Quantitative broadband chemical sensing in air-suspended solid-core fibers

We demonstrate a quantitative broadband fiber sensor based on evanescent-field sensing in the cladding holes of an air-suspended solid-core photonic crystal fiber. We discuss the fabrication process, together with the structural and optical characterization of a range of different fibers. Measured mode profiles are in good agreement with finite element method calculations made without free parameters. The fraction of the light in the hollow cladding can be tuned via the core diameter of the fiber. Dispersion measurements are in excellent agreement with theory and demonstrate tuning of the zero dispersion wavelength via the core diameter. Optimum design parameters for absorption sensors are discussed using a general parameter diagram.
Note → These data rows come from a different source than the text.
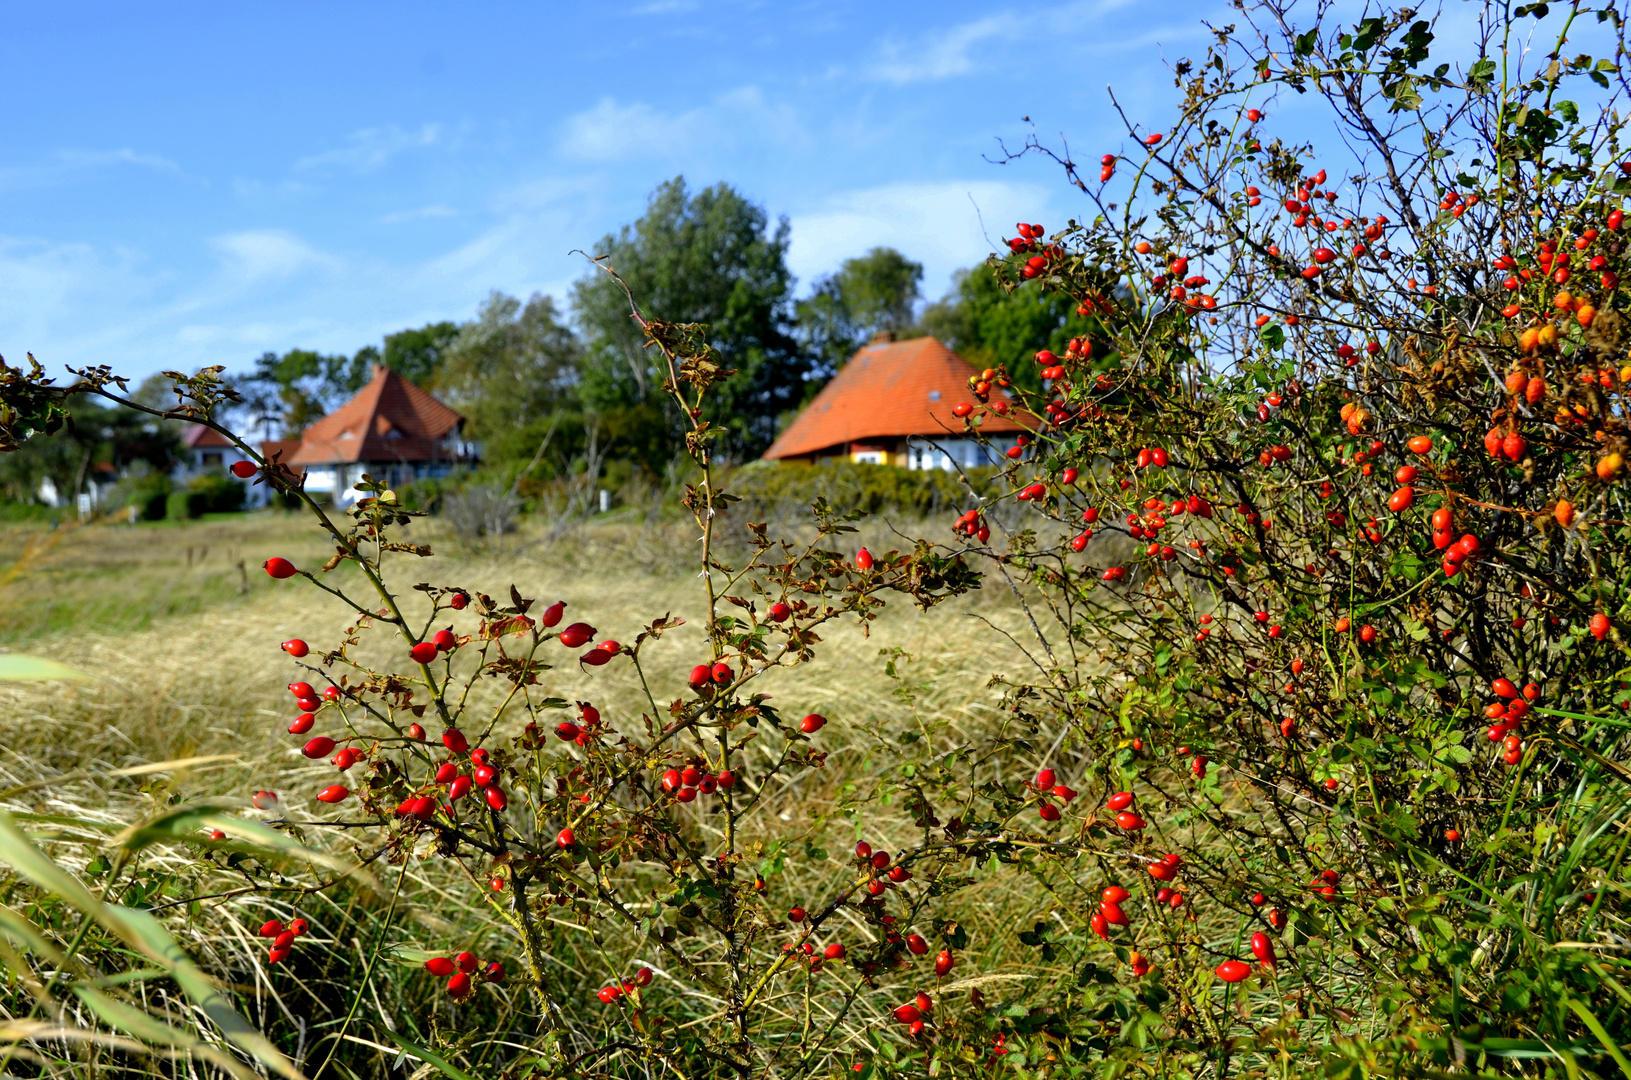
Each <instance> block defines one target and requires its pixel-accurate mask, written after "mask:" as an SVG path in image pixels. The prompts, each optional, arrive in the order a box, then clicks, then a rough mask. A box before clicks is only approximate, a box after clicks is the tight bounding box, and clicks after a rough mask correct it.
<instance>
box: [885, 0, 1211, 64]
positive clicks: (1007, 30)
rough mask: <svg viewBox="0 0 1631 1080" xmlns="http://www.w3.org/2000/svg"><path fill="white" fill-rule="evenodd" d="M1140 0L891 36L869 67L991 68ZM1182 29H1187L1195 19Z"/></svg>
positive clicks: (1023, 8)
From our analysis, we estimate that a sensitivity increase of three orders of magnitude is feasible compared to standard cuvette measurements. Our study applies to both liquid and gas fiber sensors. We demonstrate the applicability of our results to liquid chemical sensing by measuring the broad absorption peak of an aqueous NiCl2 solution. We find excellent agreement with the reference spectrum measured in a standard cuvette, even though the sample volume has decreased by three orders of magnitude. Our results demonstrate that air-suspended solid-core photonic crystal fibers can be used in quantitative broadband chemical-sensing measurements. (C) 2008 American Institute of Physics.